NVIDIA unveiled the BlueField-4 data processing unit to accelerate gigascale Artificial Intelligence infrastructure with 800Gb/s throughput and expanded compute. The platform brings software-defined acceleration for storage, networking and security to support trillion-token workloads.

NVIDIA announced the BlueField-4 data processing unit at GTC Washington, D.C., positioning it as the core operating system for next-generation Artificial Intelligence factories. BlueField-4 is part of the broader BlueField platform and is designed to accelerate gigascale Artificial Intelligence infrastructure, delivering high-performance inference, software-defined acceleration across storage, networking and security, and support for 800Gb/s throughput to meet rising demand for trillion-token workloads.

Technically, BlueField-4 pairs an NVIDIA Grace CPU with NVIDIA ConnectX-9 networking to provide what NVIDIA describes as six times the compute power and support for Artificial Intelligence factories up to four times larger than those possible with BlueField-3. The platform includes native support for NVIDIA DOCA microservices, enabling containerized services that secure, scale and simplify deployment and operations. BlueField-4 also supports a multiservice architecture with service function chaining, multi-tenant networking, rapid data access and cloud elasticity.
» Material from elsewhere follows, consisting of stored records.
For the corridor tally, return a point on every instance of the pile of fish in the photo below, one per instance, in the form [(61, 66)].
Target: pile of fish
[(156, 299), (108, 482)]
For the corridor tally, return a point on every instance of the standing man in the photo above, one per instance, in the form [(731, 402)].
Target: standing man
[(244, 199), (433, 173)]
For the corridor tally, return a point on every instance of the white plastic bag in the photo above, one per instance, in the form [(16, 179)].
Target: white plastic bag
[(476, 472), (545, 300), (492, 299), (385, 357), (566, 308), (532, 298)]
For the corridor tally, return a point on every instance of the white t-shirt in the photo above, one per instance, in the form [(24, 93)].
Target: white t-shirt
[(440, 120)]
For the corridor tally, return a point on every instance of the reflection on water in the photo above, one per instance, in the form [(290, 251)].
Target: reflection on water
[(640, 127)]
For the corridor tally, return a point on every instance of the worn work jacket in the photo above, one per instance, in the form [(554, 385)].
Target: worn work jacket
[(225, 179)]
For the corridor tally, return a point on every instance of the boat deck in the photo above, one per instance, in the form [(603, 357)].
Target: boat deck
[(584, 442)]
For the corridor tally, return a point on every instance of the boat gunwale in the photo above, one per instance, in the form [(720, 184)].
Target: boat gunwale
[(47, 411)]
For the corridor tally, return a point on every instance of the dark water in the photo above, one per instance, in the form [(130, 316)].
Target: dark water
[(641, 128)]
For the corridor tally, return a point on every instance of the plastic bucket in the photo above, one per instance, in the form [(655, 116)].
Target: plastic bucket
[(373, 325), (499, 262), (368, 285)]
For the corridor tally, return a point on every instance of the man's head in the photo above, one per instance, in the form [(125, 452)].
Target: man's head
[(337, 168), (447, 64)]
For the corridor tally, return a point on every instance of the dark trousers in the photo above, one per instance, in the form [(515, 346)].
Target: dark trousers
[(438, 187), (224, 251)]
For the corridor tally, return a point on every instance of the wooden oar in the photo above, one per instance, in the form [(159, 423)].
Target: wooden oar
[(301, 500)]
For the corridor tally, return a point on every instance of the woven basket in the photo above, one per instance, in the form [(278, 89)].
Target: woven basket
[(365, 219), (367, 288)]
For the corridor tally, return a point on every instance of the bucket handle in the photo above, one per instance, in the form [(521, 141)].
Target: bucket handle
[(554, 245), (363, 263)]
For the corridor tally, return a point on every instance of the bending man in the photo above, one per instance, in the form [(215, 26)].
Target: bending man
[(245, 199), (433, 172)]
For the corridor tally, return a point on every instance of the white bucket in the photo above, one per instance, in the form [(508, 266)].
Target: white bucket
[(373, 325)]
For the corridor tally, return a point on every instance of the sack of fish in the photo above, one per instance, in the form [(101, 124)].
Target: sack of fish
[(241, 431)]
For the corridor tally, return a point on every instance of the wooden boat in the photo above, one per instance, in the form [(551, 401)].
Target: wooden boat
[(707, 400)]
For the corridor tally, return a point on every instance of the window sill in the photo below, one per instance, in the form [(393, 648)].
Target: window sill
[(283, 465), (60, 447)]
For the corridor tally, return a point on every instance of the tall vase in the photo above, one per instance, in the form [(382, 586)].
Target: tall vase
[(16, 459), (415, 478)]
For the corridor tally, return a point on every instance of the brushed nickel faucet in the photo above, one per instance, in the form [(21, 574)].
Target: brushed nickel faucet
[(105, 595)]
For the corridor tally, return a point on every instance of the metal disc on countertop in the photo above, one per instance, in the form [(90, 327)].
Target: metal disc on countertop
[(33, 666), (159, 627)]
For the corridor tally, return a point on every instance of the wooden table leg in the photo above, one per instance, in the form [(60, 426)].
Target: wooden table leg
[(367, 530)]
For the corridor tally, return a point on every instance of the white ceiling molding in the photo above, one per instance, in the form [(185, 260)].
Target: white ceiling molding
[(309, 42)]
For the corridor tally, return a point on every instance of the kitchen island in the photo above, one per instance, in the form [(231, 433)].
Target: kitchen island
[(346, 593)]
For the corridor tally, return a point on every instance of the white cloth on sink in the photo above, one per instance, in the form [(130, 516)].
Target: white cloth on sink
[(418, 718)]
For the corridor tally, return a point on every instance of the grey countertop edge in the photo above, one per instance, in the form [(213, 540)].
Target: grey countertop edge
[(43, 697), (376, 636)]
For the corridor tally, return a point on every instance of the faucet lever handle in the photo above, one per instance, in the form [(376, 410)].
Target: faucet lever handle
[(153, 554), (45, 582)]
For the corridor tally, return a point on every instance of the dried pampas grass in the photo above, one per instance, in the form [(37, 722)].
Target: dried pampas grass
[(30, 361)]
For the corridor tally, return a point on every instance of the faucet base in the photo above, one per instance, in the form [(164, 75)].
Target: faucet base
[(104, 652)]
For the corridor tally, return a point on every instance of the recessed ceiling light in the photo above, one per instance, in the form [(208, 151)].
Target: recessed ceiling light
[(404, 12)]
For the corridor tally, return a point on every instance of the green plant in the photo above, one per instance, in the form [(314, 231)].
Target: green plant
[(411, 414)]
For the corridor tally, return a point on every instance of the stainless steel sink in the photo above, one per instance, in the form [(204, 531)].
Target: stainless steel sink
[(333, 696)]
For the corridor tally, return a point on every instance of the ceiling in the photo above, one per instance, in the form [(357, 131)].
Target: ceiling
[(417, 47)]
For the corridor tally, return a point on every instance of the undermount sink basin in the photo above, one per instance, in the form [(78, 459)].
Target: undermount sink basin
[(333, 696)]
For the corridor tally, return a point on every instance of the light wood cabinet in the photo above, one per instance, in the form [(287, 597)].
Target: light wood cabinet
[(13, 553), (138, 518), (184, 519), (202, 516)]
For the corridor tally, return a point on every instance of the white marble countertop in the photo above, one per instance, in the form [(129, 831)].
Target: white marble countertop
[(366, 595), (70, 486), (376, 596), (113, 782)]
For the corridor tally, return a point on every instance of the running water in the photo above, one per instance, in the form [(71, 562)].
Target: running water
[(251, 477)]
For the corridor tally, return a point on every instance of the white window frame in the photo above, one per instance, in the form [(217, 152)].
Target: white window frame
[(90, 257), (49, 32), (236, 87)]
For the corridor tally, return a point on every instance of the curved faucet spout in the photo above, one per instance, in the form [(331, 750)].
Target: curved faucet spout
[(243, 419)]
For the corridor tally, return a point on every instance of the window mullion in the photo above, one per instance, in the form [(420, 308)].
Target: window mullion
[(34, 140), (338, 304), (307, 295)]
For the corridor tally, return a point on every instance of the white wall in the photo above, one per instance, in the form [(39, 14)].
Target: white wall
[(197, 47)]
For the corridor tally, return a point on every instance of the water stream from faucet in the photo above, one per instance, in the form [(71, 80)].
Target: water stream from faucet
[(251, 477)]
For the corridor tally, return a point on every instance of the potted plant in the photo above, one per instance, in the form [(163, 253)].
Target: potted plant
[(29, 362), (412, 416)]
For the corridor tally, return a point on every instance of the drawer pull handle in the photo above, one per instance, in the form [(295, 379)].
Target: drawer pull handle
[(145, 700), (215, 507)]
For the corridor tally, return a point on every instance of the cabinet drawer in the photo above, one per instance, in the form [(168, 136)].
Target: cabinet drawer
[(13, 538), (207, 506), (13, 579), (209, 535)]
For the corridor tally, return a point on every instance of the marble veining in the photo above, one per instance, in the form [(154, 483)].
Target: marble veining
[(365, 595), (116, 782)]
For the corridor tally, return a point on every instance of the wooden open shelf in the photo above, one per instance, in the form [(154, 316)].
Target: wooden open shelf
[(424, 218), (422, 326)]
ConnectX-9 SuperNICs are highlighted for ultralow-latency networking, optimized RoCE performance and predictable networking for demanding workloads when used with NVIDIA Spectrum-X Ethernet.

Security is anchored by the NVIDIA BlueField Advanced Secure Trusted Resource Architecture, which enables secure bare-metal compute instances with zero-trust tenant isolation and full software-defined infrastructure control. NVIDIA positions BlueField-4 as delivering consistent performance and security across its infrastructure portfolio, including NVIDIA RTX PRO Servers, HGX, DGX, GB200 and GB300 systems, as well as data-center designs like the Enterprise Artificial Intelligence Factory validated design, AI Data Platform, DGX SuperPOD and cloud partner reference architectures. A broad ecosystem of server and storage vendors, cybersecurity companies, cloud and Artificial Intelligence providers, platform software vendors and global systems integrators are planning BlueField-4 adoption. NVIDIA expects BlueField-4 to be available in early availability as part of Vera Rubin platforms in 2026.